Harvard’s bridge players pull off a second-hand victory


The National Collegiate Bridge Tournament (NCBT) qualifying rounds folded up last weekend with a disappointment for the Harvard Bridge Club (HBC), which came in second place after losing on a technicality.

But after the judges awarded them a prize despite their loss, the heartbreaking events of last weekend may be water under the bridge.

The road south to the bridge tournament began freshman year when Uchenna N. Aguoji ’05 and Vijay A. Bal ’05 first met. The two did not realize it at the time, but they would become a pair of bridge captains, founding the club in their sophomore year.

The club now boasts an e-mail list of more than 100 people, and attendance at their weekly meetings frequently trumps around 12 players, according to Bal. In just its first year, the club sent four players to the national competition, grabbing second place and a free trip to Long Beach, California.

This year, the HBC successfully ushered in a new suit of strong players with Bal return to this year’s tournament, flanked by Aguoji, Michael F. Gensheimer ’05 and Andrew C. Campbell ’06.

The tournament offers an opportunity to perform before thousands of bridge fans, according to American Contract Bridge League (ACBL) spokesperson Robin A. Monsky. Participants also benefit from having their playing style assessed by experts at the tournament.

The competition pits 18 teams—six in each of three geographic regions—against one another for six spots in New York. Harvard faced off against MIT, Dartmouth, Princeton, Yale and the University of Toronto.

As part of the growing trend for online Bridge games throughout the world, the ACBL now gives colleges the ability to compete for positions in the national competition online, making the game more accessible for the largely unfinanced teams.

This approach has seen a rise in the number of participating colleges over the past three years and the national body expects another increase for next year’s competition.


Coming into the final round the HCB team looked out of contention. Harvard needed a perfect win against Princeton in the final match, as well as a favorable result in the Toronto-Dartmouth game.

Somehow, Harvard pulled off the near-impossible. In their match against Princeton the HCB team managed to come away with all 20 points—known as a “blitz”—placing themselves in the best possible position.

Toronto and Dartmouth both walked away from their match with 56 points—not enough to trump Harvard’s 57, placing HCB behind MIT (64). They were headed for New York—and victory.

But the team postponed its celebrations when Dartmouth called for a review of a hand.

According to Monsky, the computer system running the competition had suffered a timing glitch when recording the disputed game. It appeared that the mainframe had not registered the correct points for the hand, so the two teams traded a point: Dartmouth 57, Harvard 56.

When Chief Tournament Director Richard Beye and his officials reconsidered the hand, they were forced to alter the standings from the previous day.

“Software glitches are rare in real life,” Beye said. He added that the problem related to a mistake in the settings rather than in the programming code.

Suddenly, it seemed the Harvard team was due to walk away empty handed.

After confirming that no foul play was involved, the ACBL decided to compromise, according to Beye.

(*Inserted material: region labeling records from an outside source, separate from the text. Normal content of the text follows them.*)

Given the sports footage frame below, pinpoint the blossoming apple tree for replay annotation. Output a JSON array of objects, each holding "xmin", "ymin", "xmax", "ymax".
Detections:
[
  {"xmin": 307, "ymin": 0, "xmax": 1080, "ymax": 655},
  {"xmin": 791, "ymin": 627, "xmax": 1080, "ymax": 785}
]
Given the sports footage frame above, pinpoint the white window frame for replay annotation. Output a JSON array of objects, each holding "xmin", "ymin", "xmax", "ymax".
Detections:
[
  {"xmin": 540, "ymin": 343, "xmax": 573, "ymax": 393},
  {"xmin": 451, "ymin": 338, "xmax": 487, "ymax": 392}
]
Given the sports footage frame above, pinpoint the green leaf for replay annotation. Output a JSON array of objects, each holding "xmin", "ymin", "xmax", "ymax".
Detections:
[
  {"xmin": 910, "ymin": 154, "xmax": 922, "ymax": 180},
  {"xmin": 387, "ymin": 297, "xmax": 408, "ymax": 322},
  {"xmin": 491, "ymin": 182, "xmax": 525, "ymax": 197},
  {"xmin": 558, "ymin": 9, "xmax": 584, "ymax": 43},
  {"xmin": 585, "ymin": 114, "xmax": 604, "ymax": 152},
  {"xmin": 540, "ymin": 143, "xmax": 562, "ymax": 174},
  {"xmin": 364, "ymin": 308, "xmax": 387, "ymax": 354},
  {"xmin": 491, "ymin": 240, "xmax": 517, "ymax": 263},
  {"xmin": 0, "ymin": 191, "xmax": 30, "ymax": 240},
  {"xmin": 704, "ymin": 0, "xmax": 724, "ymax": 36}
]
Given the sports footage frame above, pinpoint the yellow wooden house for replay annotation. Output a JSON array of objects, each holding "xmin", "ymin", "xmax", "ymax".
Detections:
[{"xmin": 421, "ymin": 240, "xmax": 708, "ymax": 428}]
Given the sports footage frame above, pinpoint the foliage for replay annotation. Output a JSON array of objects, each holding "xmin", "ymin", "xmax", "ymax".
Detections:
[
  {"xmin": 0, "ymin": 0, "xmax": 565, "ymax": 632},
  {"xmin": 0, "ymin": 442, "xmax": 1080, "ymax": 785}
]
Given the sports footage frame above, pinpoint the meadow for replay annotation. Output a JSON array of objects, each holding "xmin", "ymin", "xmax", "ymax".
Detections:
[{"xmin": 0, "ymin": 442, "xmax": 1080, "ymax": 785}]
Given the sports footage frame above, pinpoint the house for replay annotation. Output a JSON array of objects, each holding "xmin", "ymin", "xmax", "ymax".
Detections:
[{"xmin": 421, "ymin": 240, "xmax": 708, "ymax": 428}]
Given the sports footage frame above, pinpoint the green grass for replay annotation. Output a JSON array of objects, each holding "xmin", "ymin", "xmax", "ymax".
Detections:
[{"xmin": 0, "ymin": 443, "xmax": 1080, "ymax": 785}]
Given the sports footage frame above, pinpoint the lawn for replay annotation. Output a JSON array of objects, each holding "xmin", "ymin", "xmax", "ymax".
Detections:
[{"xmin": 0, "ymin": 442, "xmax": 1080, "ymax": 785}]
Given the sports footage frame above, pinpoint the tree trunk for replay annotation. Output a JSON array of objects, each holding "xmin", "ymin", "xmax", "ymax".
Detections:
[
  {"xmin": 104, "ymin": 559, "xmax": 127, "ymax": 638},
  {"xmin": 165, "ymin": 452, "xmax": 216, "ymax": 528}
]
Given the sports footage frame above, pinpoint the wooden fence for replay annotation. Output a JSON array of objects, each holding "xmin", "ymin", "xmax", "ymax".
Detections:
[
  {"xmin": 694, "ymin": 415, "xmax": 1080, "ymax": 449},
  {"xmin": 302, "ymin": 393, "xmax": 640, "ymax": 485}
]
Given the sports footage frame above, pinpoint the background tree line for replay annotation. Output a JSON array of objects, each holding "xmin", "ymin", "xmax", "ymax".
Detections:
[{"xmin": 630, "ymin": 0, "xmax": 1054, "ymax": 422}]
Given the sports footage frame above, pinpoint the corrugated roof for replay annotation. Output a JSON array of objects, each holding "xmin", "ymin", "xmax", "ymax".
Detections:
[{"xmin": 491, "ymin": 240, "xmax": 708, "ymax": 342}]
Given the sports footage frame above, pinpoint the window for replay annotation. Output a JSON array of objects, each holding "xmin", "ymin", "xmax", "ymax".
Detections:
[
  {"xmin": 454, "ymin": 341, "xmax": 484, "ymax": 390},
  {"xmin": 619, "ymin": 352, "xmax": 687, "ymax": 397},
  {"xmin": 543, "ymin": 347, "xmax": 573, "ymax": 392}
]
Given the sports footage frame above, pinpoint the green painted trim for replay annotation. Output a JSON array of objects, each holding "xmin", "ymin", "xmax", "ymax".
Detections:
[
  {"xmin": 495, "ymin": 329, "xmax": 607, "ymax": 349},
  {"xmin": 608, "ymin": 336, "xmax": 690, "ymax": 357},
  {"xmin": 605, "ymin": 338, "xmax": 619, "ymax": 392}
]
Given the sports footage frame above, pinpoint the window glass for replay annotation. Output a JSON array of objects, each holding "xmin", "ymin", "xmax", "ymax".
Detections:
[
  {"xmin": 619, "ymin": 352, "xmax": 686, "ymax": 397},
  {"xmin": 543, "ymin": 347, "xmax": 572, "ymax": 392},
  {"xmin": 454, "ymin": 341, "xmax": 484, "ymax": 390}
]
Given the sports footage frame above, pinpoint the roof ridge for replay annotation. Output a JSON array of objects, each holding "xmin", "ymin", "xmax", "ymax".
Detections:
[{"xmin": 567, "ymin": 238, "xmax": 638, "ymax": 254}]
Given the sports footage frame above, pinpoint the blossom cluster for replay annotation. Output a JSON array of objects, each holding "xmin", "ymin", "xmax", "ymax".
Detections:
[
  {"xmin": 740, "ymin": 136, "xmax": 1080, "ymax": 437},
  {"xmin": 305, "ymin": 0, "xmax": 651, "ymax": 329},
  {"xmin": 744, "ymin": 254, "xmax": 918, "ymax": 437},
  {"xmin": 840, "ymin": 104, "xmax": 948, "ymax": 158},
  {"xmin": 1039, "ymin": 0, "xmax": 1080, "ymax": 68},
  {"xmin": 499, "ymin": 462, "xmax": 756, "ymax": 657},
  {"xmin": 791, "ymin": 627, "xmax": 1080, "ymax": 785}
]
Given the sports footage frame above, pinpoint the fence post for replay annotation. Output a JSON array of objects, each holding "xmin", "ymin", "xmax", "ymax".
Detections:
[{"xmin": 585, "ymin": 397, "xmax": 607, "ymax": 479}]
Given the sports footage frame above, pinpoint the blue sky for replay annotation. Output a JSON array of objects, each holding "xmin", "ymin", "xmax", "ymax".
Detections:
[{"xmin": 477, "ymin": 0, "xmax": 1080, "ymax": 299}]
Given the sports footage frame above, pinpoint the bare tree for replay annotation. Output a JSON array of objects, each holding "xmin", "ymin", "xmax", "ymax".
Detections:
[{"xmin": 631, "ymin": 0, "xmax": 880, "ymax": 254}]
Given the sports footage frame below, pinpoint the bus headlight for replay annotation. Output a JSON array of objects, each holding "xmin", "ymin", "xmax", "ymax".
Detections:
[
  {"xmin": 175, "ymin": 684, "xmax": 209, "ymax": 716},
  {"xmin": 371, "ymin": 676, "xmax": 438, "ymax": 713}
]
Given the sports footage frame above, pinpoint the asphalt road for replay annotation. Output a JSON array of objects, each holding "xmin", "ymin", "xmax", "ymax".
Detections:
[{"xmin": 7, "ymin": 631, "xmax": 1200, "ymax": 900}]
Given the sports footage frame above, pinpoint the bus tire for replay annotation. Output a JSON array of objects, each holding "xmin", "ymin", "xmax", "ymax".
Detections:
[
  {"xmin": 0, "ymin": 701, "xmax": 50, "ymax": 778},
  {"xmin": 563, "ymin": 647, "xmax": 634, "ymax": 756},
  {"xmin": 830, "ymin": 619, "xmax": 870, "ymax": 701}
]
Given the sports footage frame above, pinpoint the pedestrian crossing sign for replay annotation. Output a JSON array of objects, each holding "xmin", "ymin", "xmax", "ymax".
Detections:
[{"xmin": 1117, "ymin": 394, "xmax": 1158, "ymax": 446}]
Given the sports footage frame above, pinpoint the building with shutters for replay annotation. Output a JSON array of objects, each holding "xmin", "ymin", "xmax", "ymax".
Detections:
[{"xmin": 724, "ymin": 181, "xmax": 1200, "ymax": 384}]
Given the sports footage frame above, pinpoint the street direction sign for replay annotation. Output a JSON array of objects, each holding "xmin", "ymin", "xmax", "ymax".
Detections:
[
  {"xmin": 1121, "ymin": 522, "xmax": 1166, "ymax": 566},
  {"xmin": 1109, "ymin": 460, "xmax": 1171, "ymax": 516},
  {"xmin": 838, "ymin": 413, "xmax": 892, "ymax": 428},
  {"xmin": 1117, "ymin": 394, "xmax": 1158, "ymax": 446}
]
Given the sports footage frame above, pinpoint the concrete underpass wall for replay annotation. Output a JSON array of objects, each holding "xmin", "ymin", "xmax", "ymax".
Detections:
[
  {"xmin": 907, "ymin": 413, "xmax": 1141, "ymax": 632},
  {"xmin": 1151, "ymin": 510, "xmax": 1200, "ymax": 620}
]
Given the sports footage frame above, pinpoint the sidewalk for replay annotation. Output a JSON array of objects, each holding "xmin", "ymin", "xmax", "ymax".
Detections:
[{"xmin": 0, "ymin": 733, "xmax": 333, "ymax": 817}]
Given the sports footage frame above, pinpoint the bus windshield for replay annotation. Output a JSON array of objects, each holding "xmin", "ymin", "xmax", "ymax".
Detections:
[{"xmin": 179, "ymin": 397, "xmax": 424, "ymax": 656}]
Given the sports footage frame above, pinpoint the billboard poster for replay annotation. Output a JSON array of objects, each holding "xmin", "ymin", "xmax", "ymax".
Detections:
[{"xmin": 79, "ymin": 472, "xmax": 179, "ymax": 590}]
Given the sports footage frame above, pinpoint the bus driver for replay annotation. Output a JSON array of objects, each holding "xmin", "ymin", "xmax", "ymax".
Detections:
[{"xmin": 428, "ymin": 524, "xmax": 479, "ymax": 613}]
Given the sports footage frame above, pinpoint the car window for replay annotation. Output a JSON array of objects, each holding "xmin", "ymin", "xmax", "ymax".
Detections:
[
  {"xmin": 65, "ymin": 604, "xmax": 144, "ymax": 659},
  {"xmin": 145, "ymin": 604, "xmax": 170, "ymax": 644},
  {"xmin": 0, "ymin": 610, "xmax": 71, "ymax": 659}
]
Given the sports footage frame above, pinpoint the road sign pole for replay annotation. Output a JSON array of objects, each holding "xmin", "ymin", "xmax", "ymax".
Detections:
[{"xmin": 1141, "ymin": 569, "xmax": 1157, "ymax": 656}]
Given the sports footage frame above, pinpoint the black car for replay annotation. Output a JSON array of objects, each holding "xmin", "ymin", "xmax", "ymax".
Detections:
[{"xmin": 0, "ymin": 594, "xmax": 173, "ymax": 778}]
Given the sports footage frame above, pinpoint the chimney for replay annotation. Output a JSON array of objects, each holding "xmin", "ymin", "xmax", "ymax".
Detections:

“We didn’t want them to leave with a bitter taste,” said Monsky. “It’s hard for college kids to deal with that sort of disappointment.”

So the tournament administrators decided to send the Harvard competitors to New York after all, offering them an opportunity to participate in either of two events—the Junior Scholarship Pairs or the World Junior Individual events—at the North American Bridge Championships in July. Like the NCBT, both events offer the chance for prize money.

“We thought it was a fair compromise,” said Beye. He added that the new decision should hopefully “put some balm on the disappointment.”

But according to Monsky, the decision was also supposed to reward the good-natured response by the Harvard team.

“It is a recognition that they handled it the way we like to see people behave,” she said.

The Harvard team members have not informed the ACBL of their choice. In either category (pairs or individual), the team will be forced to split up and compete against one another.